Abstract
Machine learning (ML) models that classify a sample as non-indicative or
indicative of life can play an important role in planning life-detection
missions. They are based on clearly defined and consistent algorithms,
regardless of sample type or origin, and make their predictions from
weighted combinations of multiple features rather than from any singular
feature. These weighted combinations can reveal the most informative
measurements within the operational constraints of a life-detection
mission. The Ladder of Life Detection (Neveu 2018) identifies the need
for an understanding of how combinations of multiple biosignatures
affect overall confidence. The present work provides a starting point to
answer this need, and future work will expand the data types to obtain
even more predictive combinations of features. Elemental composition and
isotope fractionation were chosen as the data types, as they are
available for both biogenic and abiogenic systems and not unique to
Earth biochemistry. Measurements of these data types across a wide range
of unambiguously non-indicative or indicative samples were gathered from
published literature. The varied sample measurements were then
integrated into twenty-one representative samples. The ML models only
made binary classifications of non-indicative or indicative of life.

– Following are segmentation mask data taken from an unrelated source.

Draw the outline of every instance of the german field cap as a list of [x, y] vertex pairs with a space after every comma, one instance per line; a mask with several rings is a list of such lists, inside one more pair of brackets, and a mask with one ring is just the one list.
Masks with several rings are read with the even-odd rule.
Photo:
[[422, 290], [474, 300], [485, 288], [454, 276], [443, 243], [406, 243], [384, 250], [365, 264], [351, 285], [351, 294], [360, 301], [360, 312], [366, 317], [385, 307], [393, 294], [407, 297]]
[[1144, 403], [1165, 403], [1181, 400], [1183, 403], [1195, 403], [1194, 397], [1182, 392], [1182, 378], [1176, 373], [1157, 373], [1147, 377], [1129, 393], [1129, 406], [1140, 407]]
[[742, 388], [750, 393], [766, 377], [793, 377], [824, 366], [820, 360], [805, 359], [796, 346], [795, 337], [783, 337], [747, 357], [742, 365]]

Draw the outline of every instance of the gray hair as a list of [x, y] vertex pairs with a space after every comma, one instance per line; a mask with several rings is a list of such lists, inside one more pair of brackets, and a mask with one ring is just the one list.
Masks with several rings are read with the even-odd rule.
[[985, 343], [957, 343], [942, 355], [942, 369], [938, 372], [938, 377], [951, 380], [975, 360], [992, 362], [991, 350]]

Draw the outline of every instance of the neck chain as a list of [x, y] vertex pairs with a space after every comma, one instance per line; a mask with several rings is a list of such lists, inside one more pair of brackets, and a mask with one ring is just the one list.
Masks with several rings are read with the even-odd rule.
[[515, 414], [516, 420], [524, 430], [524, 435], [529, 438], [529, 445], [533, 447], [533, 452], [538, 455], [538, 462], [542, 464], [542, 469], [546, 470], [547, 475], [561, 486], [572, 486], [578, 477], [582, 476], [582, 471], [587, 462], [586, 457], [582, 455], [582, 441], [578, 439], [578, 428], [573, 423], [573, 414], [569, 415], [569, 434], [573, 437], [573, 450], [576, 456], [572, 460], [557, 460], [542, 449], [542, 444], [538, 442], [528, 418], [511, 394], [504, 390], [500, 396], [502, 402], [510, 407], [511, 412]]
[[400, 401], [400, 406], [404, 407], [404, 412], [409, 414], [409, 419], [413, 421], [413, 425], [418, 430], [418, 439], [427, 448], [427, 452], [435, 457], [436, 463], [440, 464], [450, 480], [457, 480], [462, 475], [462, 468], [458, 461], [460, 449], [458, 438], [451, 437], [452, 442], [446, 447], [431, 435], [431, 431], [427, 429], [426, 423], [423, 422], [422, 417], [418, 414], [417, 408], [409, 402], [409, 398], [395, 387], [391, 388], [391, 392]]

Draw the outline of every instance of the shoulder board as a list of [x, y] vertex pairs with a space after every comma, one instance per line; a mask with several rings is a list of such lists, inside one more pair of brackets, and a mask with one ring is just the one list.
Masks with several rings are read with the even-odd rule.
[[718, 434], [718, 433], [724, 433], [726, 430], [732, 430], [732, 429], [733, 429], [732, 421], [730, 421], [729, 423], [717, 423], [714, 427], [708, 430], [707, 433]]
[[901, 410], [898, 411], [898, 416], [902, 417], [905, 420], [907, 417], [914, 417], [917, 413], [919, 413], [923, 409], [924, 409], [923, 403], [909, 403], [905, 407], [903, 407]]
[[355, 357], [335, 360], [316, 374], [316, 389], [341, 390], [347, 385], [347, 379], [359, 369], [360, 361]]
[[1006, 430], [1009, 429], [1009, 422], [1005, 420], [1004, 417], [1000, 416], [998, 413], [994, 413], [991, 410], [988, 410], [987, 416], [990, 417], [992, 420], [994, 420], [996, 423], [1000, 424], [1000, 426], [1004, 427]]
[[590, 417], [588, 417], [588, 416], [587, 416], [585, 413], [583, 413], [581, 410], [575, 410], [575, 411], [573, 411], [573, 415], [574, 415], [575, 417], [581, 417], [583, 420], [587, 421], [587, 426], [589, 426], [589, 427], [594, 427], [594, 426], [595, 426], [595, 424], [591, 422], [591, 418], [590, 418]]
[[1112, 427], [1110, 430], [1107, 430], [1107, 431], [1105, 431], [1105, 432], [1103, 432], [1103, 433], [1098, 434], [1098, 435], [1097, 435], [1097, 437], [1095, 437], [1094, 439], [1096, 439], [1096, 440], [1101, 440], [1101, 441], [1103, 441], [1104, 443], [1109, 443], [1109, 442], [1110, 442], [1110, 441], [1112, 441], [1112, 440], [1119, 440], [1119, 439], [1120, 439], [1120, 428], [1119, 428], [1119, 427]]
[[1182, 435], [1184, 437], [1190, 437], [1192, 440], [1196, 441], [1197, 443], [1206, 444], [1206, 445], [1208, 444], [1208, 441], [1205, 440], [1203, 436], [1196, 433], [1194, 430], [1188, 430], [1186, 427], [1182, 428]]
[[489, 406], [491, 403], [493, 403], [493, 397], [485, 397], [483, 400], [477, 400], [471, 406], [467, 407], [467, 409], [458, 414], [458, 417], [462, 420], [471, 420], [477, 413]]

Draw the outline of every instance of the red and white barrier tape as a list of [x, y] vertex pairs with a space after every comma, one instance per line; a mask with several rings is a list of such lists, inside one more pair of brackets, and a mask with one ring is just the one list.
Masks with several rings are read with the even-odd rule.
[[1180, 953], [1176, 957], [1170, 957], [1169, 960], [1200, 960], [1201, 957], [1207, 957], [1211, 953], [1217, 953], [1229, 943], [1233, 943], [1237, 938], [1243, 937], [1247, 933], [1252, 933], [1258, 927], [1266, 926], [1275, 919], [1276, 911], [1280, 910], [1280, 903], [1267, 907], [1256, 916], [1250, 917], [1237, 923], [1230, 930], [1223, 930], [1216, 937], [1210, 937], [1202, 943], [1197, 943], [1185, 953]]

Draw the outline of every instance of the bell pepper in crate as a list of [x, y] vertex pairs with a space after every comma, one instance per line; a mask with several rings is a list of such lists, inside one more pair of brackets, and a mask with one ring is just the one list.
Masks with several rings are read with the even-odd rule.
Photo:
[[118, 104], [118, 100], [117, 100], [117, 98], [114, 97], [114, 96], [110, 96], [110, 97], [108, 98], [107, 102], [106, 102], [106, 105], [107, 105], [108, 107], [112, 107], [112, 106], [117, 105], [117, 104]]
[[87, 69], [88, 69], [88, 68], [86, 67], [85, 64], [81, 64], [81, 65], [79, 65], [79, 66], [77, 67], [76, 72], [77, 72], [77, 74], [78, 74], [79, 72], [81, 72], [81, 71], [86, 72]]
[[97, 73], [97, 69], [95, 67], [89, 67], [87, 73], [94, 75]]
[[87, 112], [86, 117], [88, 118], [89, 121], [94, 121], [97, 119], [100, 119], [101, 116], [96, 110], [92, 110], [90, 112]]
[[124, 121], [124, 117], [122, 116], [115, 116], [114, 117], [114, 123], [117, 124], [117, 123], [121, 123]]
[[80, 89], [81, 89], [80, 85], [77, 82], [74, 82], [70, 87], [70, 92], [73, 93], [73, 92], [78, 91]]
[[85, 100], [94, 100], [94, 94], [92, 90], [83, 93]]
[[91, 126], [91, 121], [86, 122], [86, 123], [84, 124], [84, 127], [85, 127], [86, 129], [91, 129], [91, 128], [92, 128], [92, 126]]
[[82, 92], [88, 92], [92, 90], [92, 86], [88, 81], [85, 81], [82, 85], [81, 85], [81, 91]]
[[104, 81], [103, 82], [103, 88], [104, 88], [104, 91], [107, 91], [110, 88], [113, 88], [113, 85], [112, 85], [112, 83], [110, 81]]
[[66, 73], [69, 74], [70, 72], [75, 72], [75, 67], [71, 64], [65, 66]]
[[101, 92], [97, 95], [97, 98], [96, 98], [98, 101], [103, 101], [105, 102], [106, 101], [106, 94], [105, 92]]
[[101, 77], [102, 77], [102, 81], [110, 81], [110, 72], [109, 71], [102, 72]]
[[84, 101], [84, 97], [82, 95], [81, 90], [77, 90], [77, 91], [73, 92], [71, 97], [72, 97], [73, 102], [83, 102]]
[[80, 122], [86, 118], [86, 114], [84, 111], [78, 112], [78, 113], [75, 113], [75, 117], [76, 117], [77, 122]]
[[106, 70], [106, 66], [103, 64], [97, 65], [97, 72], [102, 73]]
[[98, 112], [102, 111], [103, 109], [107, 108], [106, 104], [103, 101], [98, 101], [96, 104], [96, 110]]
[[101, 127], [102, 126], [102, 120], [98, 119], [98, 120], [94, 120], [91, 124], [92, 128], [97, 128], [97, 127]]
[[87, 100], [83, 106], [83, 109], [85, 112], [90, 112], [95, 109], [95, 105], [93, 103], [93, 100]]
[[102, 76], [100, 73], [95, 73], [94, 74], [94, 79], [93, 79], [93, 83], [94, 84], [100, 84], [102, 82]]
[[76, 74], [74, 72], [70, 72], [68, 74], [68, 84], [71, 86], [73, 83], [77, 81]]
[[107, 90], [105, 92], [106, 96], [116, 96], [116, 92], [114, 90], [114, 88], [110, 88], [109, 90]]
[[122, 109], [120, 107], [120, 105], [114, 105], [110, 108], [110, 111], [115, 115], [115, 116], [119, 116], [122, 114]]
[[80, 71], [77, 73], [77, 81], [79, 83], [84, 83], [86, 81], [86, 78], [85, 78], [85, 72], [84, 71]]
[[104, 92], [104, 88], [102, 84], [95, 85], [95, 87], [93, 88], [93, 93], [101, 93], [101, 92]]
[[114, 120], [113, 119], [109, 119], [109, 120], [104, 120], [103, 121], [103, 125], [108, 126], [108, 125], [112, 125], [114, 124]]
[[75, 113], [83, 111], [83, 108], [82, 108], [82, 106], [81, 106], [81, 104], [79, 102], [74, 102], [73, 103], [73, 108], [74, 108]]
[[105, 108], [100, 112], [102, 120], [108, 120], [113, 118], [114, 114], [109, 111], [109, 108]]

Nonetheless, the indicative samples broadly fell into three categories:
mixed, non-alive, and alive. Four classification algorithms were trained
and tested with Monte Carlo simulations using a 70:30 train to
validation ratio. Between the models, around 75% of the test samples
were correctly classified, with variations in sensitivity and
specificity of the models. For elemental abundances predictive of a
non-indicative of life sample: all models found Ti and Si as strong and
Fe, Al, Mn, and Mg as medium. For predicting an indicative of life
sample, all models found C, N, and Carbon-13 as strong and K, H, P, and
Ca as medium. A weighted combination of multiple biosignatures is shown
to be a more effective approach to classifying sample-data than relying
on any individual biosignature or on an unweighted group of
biosignatures. Different models also made different chronic
misclassifications, suggesting that combining the outputs of multiple
models may be more effective than relying on the output of a singular
model. Which type of model to use may depend on the application, e.g.,
higher sensitivity models might be preferred in first-pass situations
where false-negatives are more costly than false-positives. Lastly, the
weighted combination of measurements in a model suggests how to combine
biosignatures to affect the overall confidence of the classification.
These results provide evidence of elemental biosignatures beyond the
CHNOPS of Earth-based life and serve as a proof of concept for
algorithmic biosignature classification.